Uno de los aspectos más atractivos de La Casa de Papel es que los héroes y villanos entran a la Casa de la Moneda a robar tiempo. La banda de ladrones necesita generar toda una serie de distracciones que permitan demorar el ingreso de las fuerzas policiales, mientras se dedican a imprimir billetes. Sin ir a los detalles y evitando caer en spoilers, en el último episodio el líder de la banda, al ser increpado por sus acciones, se justifica diciendo que el Banco Central Europeo imprimió miles de millones de billetes para salvar a entidades que cuentan con privilegios que no tienen el resto de los mortales.

Más allá del discurso con tintes de Robin Hood libertario, lo cierto es que “el profesor” pone el dedo en la llaga, no solo para relativizar su culpa, sino para responsabilizar a las autoridades de acciones inmorales.

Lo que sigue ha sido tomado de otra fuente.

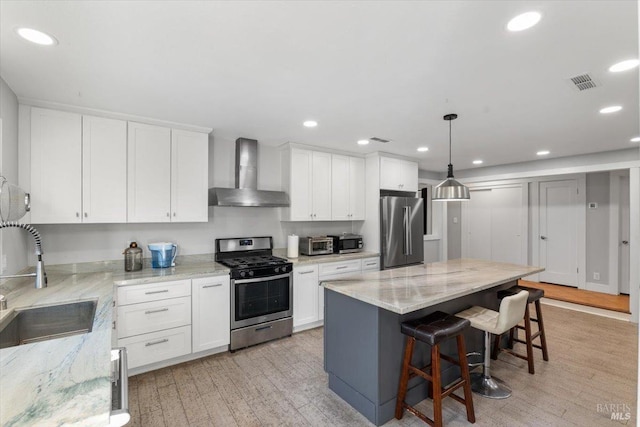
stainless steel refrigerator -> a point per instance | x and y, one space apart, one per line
402 224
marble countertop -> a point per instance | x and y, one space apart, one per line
321 259
407 289
65 381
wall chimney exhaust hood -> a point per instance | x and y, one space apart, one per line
246 192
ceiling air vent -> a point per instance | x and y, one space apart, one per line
583 82
376 139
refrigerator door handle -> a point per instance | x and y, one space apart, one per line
409 232
405 229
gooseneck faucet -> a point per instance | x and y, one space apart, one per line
40 274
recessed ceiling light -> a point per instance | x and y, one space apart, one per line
524 21
612 109
624 65
37 37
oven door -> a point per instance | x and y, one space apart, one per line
255 301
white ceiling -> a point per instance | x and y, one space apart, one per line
390 69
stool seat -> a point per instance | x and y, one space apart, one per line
534 293
435 327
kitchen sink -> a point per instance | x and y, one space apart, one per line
35 324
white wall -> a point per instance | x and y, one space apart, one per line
14 243
597 237
95 242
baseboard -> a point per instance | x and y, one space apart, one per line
600 287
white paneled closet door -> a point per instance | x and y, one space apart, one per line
559 232
494 224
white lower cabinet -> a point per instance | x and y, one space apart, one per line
211 312
161 321
305 295
155 347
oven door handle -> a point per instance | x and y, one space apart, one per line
261 279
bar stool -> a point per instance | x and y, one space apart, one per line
493 322
432 329
534 297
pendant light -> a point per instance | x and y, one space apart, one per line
450 189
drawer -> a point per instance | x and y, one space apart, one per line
136 319
157 346
340 267
134 294
370 264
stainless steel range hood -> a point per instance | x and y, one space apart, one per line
246 192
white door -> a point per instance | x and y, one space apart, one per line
300 185
623 244
189 176
356 188
479 220
104 174
506 225
340 188
56 167
149 177
321 182
211 322
559 232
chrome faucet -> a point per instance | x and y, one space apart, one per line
40 274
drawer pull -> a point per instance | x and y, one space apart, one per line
156 311
156 292
156 342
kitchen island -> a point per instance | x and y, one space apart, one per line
363 345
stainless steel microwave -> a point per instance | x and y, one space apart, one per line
318 245
347 243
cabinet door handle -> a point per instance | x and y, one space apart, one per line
156 342
156 311
156 292
212 286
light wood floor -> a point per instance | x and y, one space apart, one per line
593 362
618 303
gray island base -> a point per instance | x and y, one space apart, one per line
363 345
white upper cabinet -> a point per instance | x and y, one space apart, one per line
56 167
309 185
321 186
397 174
189 176
347 188
104 170
149 178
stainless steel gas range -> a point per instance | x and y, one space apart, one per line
261 290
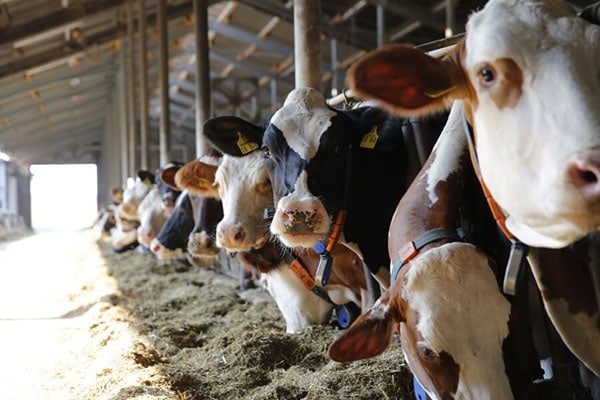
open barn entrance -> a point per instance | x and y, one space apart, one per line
63 196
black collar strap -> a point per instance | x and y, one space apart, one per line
411 249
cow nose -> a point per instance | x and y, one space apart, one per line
301 220
585 175
231 235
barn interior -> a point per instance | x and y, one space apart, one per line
117 83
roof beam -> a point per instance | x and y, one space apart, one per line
58 19
58 100
250 38
101 39
40 125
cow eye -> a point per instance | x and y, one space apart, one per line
487 75
267 153
426 352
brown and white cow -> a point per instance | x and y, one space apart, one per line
527 73
243 184
454 321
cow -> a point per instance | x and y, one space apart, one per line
157 205
328 168
460 335
202 248
244 187
189 231
537 157
124 236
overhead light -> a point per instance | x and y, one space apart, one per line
59 30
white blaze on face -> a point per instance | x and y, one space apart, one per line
299 306
151 215
303 119
245 191
526 144
462 312
453 141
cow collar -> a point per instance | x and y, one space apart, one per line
345 313
411 249
518 250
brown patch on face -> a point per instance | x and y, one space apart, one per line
264 187
502 79
436 372
198 178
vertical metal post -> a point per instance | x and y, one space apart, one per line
273 94
335 77
380 24
144 121
163 66
131 117
307 43
121 112
449 18
202 74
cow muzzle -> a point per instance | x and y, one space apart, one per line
585 175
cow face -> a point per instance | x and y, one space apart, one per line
528 73
242 181
171 240
453 321
306 140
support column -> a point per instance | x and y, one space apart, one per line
143 61
307 43
121 112
163 66
380 24
202 92
131 114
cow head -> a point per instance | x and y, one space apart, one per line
528 73
242 182
453 321
308 154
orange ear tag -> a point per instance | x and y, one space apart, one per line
370 139
245 145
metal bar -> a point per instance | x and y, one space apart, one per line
380 24
144 102
202 87
131 114
307 43
163 60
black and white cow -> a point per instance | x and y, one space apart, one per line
324 161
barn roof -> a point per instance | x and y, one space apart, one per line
59 62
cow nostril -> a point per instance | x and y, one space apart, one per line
585 175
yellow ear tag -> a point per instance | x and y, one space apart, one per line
439 93
245 145
370 139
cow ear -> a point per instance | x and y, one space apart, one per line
198 178
405 80
167 174
146 176
367 337
232 135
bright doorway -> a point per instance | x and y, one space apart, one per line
63 196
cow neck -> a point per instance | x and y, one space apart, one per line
412 248
324 249
345 313
518 250
305 277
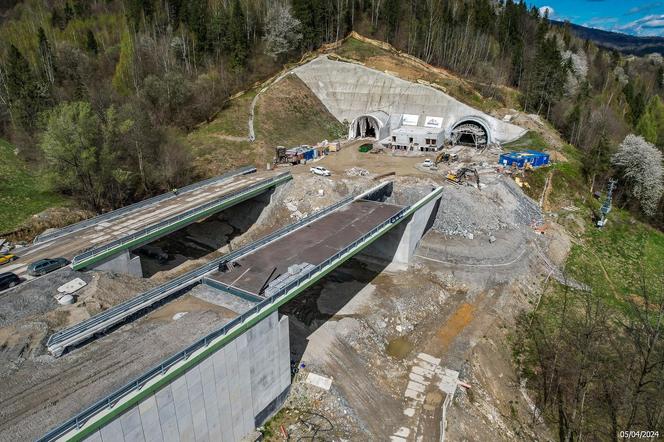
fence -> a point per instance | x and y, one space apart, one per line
269 303
79 260
127 209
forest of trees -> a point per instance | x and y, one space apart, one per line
98 94
161 68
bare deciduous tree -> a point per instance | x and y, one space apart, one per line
281 31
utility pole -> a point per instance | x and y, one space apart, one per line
606 207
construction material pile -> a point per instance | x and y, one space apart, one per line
357 171
465 211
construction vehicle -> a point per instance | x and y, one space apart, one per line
445 157
458 176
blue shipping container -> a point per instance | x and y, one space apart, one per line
308 154
535 158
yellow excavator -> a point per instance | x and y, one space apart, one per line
458 176
445 157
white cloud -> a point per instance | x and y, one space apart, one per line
649 25
549 9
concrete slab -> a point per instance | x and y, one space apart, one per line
313 244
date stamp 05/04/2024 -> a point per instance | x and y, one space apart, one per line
638 434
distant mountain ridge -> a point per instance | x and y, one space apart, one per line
628 44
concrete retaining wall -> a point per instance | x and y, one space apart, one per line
222 399
124 262
350 90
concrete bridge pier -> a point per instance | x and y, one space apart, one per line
398 245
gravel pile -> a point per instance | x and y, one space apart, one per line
357 171
466 212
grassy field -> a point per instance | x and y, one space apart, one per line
22 193
620 261
287 114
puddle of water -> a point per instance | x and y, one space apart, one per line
399 348
457 322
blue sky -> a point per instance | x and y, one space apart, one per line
635 17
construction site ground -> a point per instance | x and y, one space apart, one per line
369 330
483 262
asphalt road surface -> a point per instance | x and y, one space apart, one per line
106 231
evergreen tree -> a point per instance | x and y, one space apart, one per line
651 122
136 10
392 17
25 100
197 21
636 98
45 56
239 46
91 42
123 79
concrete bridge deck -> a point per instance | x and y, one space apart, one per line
313 244
102 381
131 228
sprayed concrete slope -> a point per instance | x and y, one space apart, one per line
350 90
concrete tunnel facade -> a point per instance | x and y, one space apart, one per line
369 97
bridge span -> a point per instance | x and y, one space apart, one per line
249 285
98 240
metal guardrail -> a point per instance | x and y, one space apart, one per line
82 331
96 251
127 209
78 421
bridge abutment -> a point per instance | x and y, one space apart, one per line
398 245
224 398
124 262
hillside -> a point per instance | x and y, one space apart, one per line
22 193
628 44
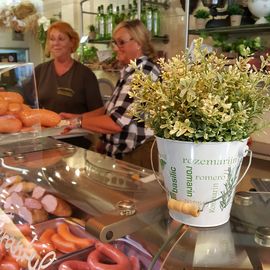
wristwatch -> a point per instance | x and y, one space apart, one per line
76 122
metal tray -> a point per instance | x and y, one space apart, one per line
75 229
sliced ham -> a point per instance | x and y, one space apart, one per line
22 187
33 216
10 181
56 206
14 201
38 192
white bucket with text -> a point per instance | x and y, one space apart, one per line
200 173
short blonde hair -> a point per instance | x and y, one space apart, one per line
140 34
67 29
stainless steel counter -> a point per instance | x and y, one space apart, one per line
95 184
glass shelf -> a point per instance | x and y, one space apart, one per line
164 39
232 29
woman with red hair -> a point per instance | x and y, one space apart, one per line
64 84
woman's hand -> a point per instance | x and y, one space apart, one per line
72 121
64 115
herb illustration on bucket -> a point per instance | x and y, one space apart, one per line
202 112
199 173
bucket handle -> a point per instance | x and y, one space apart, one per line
248 151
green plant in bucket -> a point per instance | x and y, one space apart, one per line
204 99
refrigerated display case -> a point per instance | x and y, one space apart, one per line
52 191
116 202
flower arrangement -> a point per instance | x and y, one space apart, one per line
203 99
202 14
20 16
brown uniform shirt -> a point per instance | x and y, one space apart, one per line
76 91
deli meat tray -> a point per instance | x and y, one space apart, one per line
140 257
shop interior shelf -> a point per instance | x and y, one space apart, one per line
255 28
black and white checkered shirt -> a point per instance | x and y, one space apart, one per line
133 132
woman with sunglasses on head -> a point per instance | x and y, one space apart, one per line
64 84
122 136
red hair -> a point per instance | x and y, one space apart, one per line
67 29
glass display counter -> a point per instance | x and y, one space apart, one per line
61 204
46 183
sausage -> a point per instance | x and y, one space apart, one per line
74 265
9 263
32 203
42 248
45 117
3 106
2 251
9 124
11 97
62 245
97 258
25 229
56 206
46 235
64 231
184 207
14 108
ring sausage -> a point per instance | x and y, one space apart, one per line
9 124
107 257
62 245
46 235
64 231
74 265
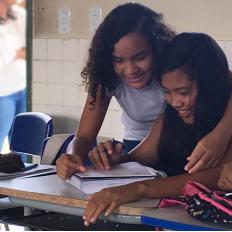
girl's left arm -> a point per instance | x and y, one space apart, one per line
210 150
107 200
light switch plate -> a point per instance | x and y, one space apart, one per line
95 18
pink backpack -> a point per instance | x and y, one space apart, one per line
202 203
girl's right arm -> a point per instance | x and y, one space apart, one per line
90 124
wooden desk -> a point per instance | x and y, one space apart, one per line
53 194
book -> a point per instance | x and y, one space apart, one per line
94 180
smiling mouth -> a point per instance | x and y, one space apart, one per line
184 113
135 79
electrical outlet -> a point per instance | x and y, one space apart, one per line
95 18
64 20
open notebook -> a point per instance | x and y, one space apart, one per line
94 180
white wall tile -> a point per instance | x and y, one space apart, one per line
228 52
39 71
72 72
84 49
82 97
55 71
39 49
39 93
55 49
55 94
221 44
114 104
39 108
71 95
72 49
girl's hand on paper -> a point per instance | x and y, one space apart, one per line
105 155
208 152
109 199
225 180
67 165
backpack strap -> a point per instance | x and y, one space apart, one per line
54 147
191 188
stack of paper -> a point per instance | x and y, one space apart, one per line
29 171
94 180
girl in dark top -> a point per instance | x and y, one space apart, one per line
196 80
122 63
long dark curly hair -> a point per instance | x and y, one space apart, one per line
122 20
200 57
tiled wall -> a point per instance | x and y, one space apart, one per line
56 84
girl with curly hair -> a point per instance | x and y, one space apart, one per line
123 62
196 80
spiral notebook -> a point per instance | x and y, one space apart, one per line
94 180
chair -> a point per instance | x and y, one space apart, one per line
29 130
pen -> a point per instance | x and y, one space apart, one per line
228 194
29 167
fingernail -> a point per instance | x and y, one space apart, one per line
86 223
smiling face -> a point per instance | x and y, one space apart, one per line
133 60
180 93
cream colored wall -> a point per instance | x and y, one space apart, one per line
59 58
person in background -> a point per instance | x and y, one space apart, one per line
195 76
12 64
123 62
225 180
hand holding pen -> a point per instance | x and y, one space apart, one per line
106 154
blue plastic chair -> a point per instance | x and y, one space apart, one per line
29 130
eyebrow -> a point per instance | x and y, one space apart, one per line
137 54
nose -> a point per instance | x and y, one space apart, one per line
175 101
130 68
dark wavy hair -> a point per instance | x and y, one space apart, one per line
122 20
200 57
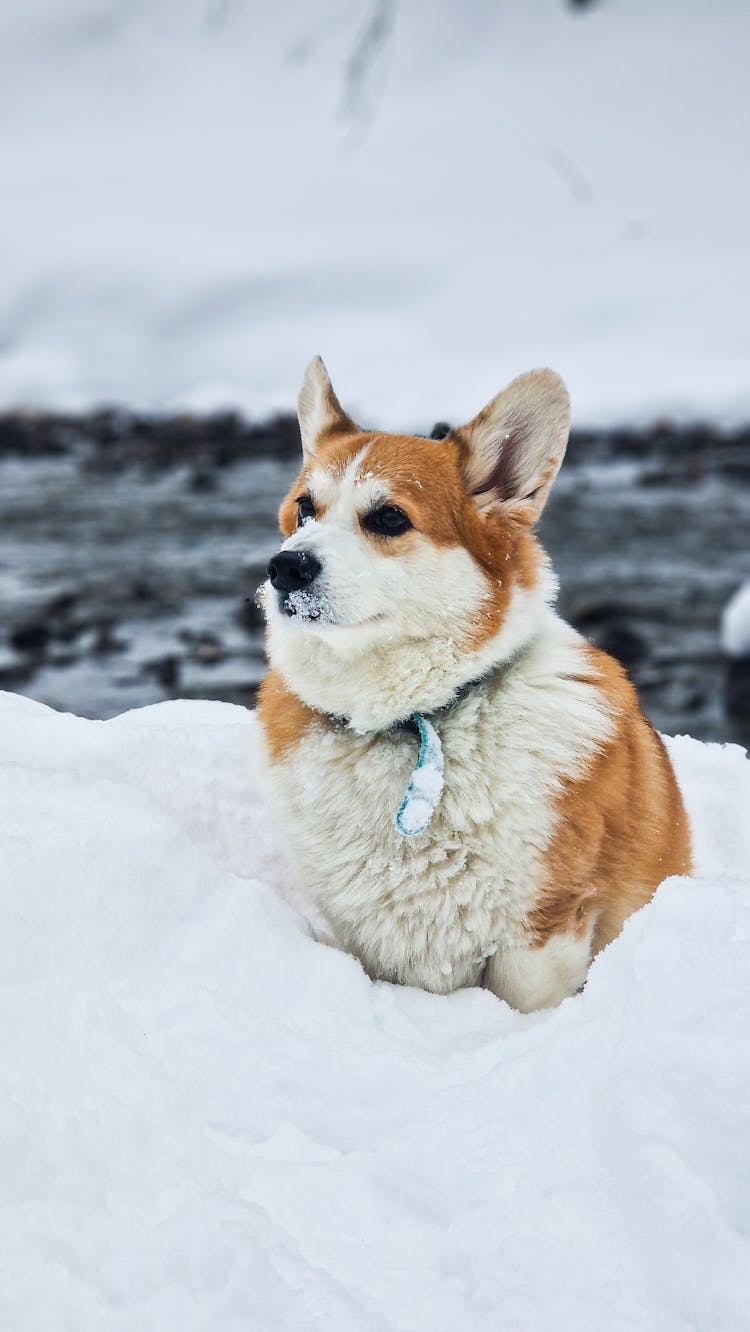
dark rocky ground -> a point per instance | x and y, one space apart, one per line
131 549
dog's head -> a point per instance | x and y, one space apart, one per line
396 542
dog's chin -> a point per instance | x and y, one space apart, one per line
308 614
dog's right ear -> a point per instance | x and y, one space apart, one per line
319 410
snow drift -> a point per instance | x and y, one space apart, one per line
199 196
211 1120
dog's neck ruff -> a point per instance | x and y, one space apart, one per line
426 781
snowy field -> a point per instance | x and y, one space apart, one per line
199 196
208 1120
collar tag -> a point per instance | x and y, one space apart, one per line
425 783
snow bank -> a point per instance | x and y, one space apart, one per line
199 196
736 624
211 1120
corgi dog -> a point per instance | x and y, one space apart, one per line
470 791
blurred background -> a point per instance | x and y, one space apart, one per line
199 195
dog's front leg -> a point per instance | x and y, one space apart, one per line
530 978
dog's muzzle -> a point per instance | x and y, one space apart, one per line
293 570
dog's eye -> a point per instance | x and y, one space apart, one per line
388 521
305 509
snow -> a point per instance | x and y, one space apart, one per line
197 197
736 624
211 1120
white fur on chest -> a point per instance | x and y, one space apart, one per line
429 910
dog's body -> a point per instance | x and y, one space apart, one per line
410 584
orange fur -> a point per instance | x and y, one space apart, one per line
622 827
425 478
284 718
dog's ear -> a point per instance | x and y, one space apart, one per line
512 450
319 409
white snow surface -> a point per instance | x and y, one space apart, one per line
197 197
211 1120
736 624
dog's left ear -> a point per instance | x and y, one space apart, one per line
319 410
512 450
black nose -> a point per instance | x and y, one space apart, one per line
291 570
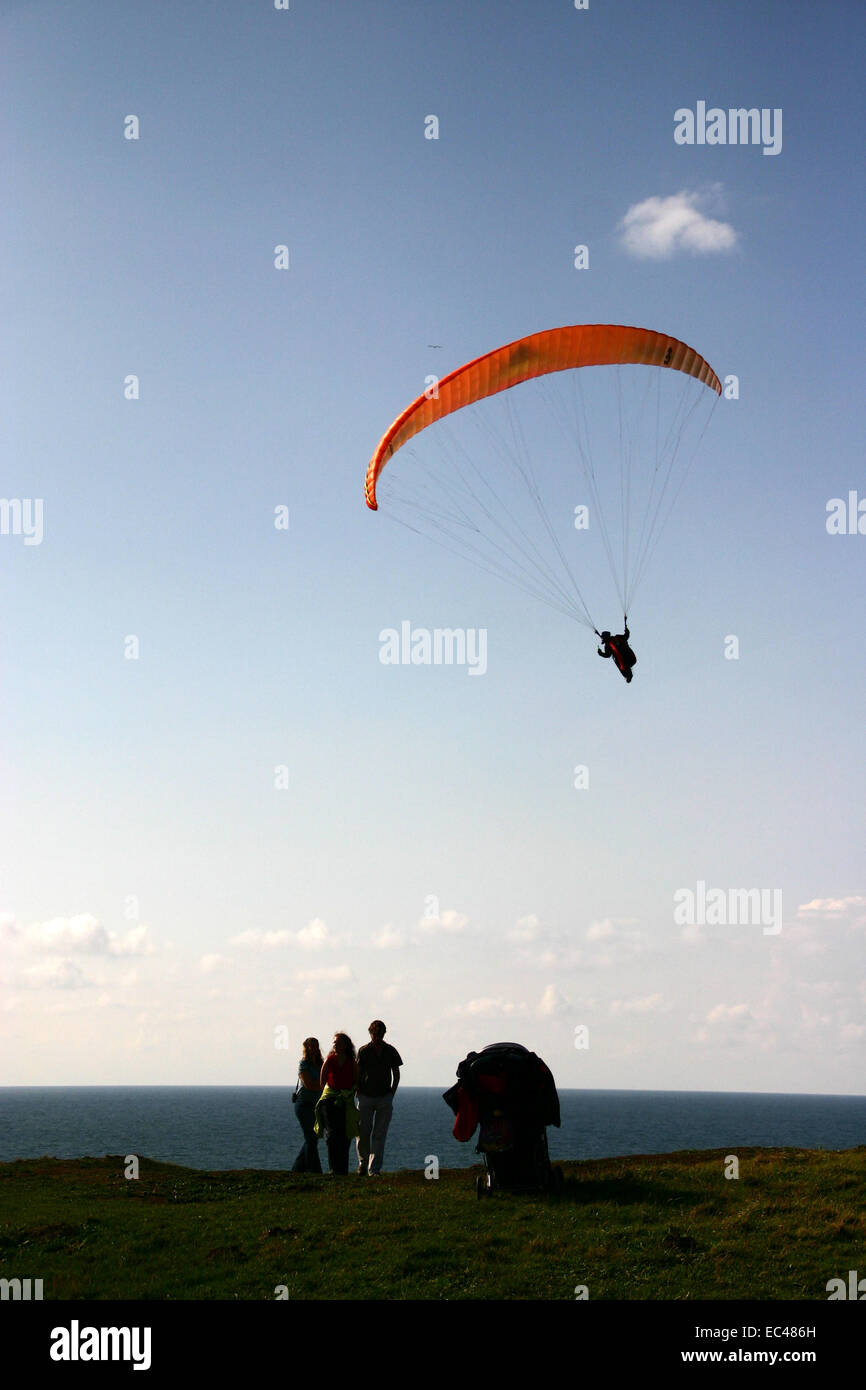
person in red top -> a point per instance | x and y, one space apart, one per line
619 649
339 1072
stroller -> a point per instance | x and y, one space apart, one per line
509 1093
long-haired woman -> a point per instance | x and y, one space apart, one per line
337 1107
306 1096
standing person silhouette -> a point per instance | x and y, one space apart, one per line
378 1068
619 649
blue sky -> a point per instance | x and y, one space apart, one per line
163 906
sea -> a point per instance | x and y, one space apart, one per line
255 1126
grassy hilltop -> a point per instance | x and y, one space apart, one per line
654 1228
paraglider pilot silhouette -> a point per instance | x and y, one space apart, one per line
619 649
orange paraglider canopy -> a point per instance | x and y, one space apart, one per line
556 349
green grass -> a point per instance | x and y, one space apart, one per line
652 1228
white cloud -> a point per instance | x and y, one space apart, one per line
314 936
448 920
553 1004
729 1014
602 930
263 940
834 906
489 1008
388 938
526 929
210 963
659 227
56 975
335 972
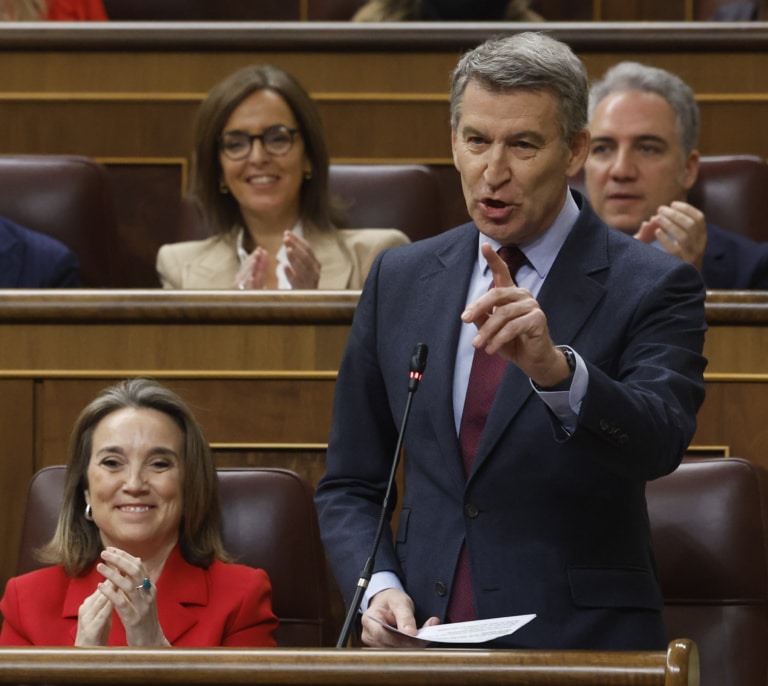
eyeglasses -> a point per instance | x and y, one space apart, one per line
276 140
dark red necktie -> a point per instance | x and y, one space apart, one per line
484 379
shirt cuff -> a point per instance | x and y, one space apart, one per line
566 405
380 581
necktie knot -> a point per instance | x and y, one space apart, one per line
513 256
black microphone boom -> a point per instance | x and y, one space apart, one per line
417 366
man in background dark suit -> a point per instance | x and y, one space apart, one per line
32 260
597 347
642 163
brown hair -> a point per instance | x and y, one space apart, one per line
76 542
221 210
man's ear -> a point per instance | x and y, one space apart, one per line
578 150
453 149
691 170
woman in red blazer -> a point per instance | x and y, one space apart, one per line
138 554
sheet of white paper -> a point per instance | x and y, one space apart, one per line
476 631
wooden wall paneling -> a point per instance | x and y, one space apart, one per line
307 461
149 211
246 417
17 429
735 349
644 10
566 10
169 347
733 415
331 10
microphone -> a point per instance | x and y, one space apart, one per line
416 372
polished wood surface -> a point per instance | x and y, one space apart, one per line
678 666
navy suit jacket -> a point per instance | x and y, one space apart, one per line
32 260
555 525
732 261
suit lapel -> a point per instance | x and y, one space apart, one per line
568 296
181 590
450 276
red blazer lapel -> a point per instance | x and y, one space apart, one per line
181 590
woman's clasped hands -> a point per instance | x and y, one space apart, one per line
126 591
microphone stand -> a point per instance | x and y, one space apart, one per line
418 363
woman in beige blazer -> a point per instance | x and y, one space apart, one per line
260 179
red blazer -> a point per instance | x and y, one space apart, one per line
224 605
76 10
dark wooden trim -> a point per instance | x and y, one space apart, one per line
652 37
262 307
678 666
176 306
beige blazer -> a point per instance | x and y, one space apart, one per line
346 256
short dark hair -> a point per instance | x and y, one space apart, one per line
634 76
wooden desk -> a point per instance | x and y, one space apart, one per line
678 666
259 369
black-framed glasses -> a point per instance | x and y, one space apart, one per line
276 140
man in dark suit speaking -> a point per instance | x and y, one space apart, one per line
548 400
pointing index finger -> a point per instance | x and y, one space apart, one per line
498 267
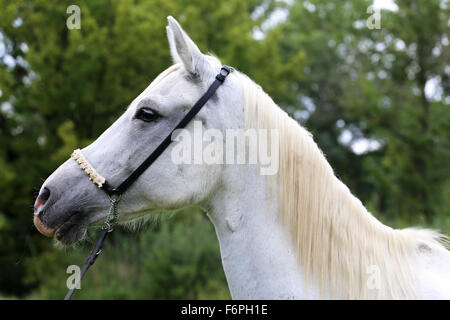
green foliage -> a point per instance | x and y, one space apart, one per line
60 88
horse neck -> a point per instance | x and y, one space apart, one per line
258 258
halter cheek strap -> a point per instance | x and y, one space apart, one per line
114 194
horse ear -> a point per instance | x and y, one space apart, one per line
184 50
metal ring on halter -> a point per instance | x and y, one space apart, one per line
110 197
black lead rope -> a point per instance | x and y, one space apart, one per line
114 194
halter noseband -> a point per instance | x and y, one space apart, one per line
114 194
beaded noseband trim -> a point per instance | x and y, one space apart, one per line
84 164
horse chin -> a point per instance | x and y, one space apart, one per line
71 231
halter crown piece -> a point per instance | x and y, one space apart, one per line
114 194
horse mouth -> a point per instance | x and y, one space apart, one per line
71 230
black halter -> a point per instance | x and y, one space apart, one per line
114 194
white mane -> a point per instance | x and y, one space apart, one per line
337 241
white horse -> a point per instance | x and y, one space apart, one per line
299 234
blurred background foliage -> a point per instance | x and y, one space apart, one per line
376 100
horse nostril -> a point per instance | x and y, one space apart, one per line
45 194
42 198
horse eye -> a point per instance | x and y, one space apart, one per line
147 115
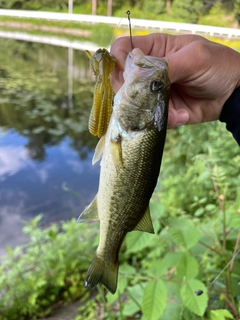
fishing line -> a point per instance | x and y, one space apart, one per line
118 25
130 29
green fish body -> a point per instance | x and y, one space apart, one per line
131 154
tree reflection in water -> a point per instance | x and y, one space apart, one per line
38 115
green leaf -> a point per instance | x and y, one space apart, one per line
220 314
187 266
184 233
195 303
135 295
122 285
154 300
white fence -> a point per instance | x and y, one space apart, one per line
137 23
54 41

El robo, o mejor dicho, la apropiación de los billetes impresos por los mismos protagonistas, genera un indulto en el espectador que mira con benevolencia y admiración la operación que, en definitiva, no le quitó nada a nadie.

Existe una razón muy clara por la cual los Estados, que tienen el monopolio de la impresión de billetes por medio de sus bancos centrales, persiguen la falsificación. Es decir, la impresión de dinero que no realizan ellos mismos. Si cada persona pudiera imprimir sus propios billetes, la relación del circulante con los bienes y servicios de la economía no haría otra cosa que devaluar el valor adquisitivo de cada papel, hasta llevarlo a 0.

Esta lección monetaria fue aprendida por casi todo el mundo, salvo casos como el chavismo venezolano o el reciente de los Kirchner en Argentina, que pusieron al frente del Banco Central a Mercedes Marcó del Pont, que dijo que la creencia de que la emisión genera inflación es “un mito neoliberal”. De más está decir cuales fueron los resultados de su gestión.

Pero resumiendo, podemos asegurar, en términos económicos y éticos, que los gobiernos que imprimen billetes para paliar el déficit fiscal roban. Están robando valor adquisitivo a cada billete que se devalúa en manos de la gente que tuvo que trabajar para obtener sus ingresos. Por lo tanto, aunque se hable de inflación, por cuestiones culturales y de poca educación económica, tranquilamente podríamos hablar de “robo”. Un 10% de inflación es un impuesto del 10% que un gobierno implementó sin autorización del Congreso.

Es por esto que el “robo” de los protagonistas, de ser considerado robo, sería ínfimo en comparación a los abusos de varios gobernantes. Si a la banda del profesor le correspondería, por ejemplo, 10 años de cárcel, a Cristina Kirchner debería aplicarse cadena perpetua y a Nicolás Maduro pena de muerte.

¿Por qué los “buenos” son los “malos”?

Con el correr de los episodios, el espectador, mientras genera empatía con los supuestos delincuentes, comienza a ver como los malvados a las fuerzas de seguridad. Esto se va incrementando con el desarrollo de la serie al ver como funcionan los incentivos de la autoridad centralizada gubernamental. La muestra más clara de como trabajan los incentivos políticos en el accionar de las autoridades puede percibirse a la hora de arriesgar la vida de varios rehenes, con tal de liberar sana y salva a la hija de un embajador.

La actitud del agente de inteligencia enviado por el Gobierno español, que se gana el rechazo del espectador, deja en evidencia que “el bien común”, la justicia o la ética pueden no ser prioritarios cuando se le rinde cuentas a las cúpulas de la política.

Los comportamientos que la audiencia repudia por parte del aparato gubernamental, que trata de apresar a los enmascarados, ponen en evidencia el abismo que existe entre el personal del Estado ideal y el real. Las miserias personales, los problemas de la vida diaria de los agentes que repercuten en el trabajo que realizan, las venganzas personales que se anteponen a la labor, el fraude, la manipulación y los métodos espurios que utilizan los funcionarios, más interesados en su propio pellejo que en la vida de los inocentes, brindan al espectador (que esté atento a estas cuestiones) el “ser” del aparato gubernamental, con todas sus falencias, en lugar del “deber ser” que se espera del monopolio de la fuerza.

Por todo esto, más allá del entretenimiento y el éxito que generó esta ficción, vale explorar ciertos aspectos, que si bien revisten alguna complejidad, permitirán dilucidar de forma más completa  la serie de la que se habla hoy en muchos rincones del planeta.